Sophie torció la cabeza y vio a una muchacha albina de pelo blanquísimo, piel pálida y
párpados caídos que daba de comer estofado de un caldero a tres ratas blancas.
—Una lástima, ya que podríamos degollarla y colgarla en el vestíbulo como un adorno. —¡Qué descortés! —exclamó una tercera. Sophie se dio vuelta y observó a una
muchacha sonriente de pelo marrón sentada en la cama, gorda como un globo de aire caliente, con un helado de chocolate en cada mano rolliza—. Además, es contra el reglamento matar a otros alumnos.
—¿Y si solo la mutilamos un poco? —sugirió la albina.
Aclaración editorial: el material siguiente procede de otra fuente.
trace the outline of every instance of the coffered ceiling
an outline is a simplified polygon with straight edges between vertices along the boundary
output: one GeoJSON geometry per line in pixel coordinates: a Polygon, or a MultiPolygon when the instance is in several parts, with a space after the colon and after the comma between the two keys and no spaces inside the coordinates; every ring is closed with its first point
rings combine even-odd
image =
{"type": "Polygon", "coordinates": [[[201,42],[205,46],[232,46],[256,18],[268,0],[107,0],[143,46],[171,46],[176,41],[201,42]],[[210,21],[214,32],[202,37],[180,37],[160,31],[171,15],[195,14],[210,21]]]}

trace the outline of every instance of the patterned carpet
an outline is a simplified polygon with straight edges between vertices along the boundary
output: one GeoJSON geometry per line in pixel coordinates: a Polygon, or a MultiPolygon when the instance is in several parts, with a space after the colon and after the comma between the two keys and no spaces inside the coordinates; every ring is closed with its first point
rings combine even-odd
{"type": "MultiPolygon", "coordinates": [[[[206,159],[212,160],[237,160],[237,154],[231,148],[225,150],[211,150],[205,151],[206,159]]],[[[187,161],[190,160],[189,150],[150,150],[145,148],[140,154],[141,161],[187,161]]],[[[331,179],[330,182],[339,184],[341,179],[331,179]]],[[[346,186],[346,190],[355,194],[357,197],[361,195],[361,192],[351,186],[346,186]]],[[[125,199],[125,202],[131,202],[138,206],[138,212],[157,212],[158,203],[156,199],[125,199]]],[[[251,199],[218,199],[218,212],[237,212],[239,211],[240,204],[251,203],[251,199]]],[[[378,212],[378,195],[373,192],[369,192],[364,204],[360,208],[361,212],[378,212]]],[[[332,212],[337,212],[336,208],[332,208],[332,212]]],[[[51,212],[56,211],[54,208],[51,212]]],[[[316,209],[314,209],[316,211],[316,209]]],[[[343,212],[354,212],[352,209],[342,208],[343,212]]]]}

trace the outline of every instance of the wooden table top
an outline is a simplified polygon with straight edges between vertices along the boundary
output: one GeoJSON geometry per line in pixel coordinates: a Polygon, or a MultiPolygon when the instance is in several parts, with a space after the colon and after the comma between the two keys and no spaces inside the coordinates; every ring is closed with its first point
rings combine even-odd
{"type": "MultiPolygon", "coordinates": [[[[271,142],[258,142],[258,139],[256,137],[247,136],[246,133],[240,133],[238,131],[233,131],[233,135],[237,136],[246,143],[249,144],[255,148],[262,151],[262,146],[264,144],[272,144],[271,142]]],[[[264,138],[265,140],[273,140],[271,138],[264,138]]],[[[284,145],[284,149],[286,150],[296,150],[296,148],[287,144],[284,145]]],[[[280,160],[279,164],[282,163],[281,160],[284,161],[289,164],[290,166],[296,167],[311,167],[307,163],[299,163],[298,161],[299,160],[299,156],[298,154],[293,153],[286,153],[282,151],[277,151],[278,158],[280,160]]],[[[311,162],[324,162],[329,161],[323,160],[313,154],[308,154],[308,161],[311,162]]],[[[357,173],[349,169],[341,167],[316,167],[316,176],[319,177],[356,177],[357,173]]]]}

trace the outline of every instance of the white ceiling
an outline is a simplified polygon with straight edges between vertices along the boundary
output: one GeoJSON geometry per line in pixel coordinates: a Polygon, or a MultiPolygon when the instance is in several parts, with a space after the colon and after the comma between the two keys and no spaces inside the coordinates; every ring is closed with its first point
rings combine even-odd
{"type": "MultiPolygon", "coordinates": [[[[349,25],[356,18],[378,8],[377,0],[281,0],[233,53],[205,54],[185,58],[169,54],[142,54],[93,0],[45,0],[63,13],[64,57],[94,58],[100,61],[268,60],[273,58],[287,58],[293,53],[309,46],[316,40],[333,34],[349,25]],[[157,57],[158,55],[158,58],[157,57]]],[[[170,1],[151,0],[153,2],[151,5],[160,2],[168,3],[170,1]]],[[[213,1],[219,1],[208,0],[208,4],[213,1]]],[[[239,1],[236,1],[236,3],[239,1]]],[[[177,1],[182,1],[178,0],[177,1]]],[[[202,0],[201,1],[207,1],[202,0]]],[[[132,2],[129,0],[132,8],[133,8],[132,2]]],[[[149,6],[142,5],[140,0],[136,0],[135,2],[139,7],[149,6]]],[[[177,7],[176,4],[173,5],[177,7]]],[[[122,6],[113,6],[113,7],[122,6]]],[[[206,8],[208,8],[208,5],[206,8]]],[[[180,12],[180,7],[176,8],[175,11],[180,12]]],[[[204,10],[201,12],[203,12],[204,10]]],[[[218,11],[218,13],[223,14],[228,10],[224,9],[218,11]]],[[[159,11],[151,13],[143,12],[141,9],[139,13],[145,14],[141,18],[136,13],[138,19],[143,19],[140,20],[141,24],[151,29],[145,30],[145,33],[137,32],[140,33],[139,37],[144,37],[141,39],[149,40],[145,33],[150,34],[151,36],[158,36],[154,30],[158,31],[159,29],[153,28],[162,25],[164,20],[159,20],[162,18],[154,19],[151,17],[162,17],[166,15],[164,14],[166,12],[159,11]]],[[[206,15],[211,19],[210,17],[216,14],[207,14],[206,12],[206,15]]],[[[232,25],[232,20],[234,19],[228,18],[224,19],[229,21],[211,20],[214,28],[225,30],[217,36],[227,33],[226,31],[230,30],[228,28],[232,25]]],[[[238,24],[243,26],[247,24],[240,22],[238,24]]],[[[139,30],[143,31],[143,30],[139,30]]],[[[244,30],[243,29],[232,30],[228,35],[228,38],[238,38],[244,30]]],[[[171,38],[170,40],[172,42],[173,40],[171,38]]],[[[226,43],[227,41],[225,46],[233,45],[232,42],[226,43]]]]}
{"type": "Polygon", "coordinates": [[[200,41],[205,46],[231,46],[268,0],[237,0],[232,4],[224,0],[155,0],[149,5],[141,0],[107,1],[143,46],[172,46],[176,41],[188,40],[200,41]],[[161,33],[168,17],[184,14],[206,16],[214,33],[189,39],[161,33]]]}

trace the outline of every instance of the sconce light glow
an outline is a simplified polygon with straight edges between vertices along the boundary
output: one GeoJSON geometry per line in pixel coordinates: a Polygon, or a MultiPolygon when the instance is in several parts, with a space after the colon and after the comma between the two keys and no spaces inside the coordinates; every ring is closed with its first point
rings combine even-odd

—Yo creo que es encantadora —opinó la chica rolliza mientras mordía el helado—. No todos los villanos tienen que oler feo y parecer deprimidos.
—Ella no es una villana —dijeron al unísono la albina y la chica tatuada.
Mientras se deshacía de las cuerdas, Sophie giró el cuello y por primera vez pudo ver toda la habitación. Quizá, en algún tiempo, había sido un cuarto bonito y acogedor, antes de que alguien lo incendiara. Las paredes de ladrillo se habían consumido hasta rescoldos; había marcas de quemaduras negras y marrones en el cielorraso, y el piso estaba enterrado bajo una capa de cenizas. Hasta los muebles parecían tostados. Pero por más que buscó, Sophie se dio cuenta de que había un problema peor en la habitación.
—¿Dónde está el espejo? —preguntó, angustiada.
—Déjame adivinar —gruñó la chica tatuada—. Es Bella, Ariel o Anastasia.
—Más bien parece la Princesa prometida o el Hada de azúcar —acotó la albina.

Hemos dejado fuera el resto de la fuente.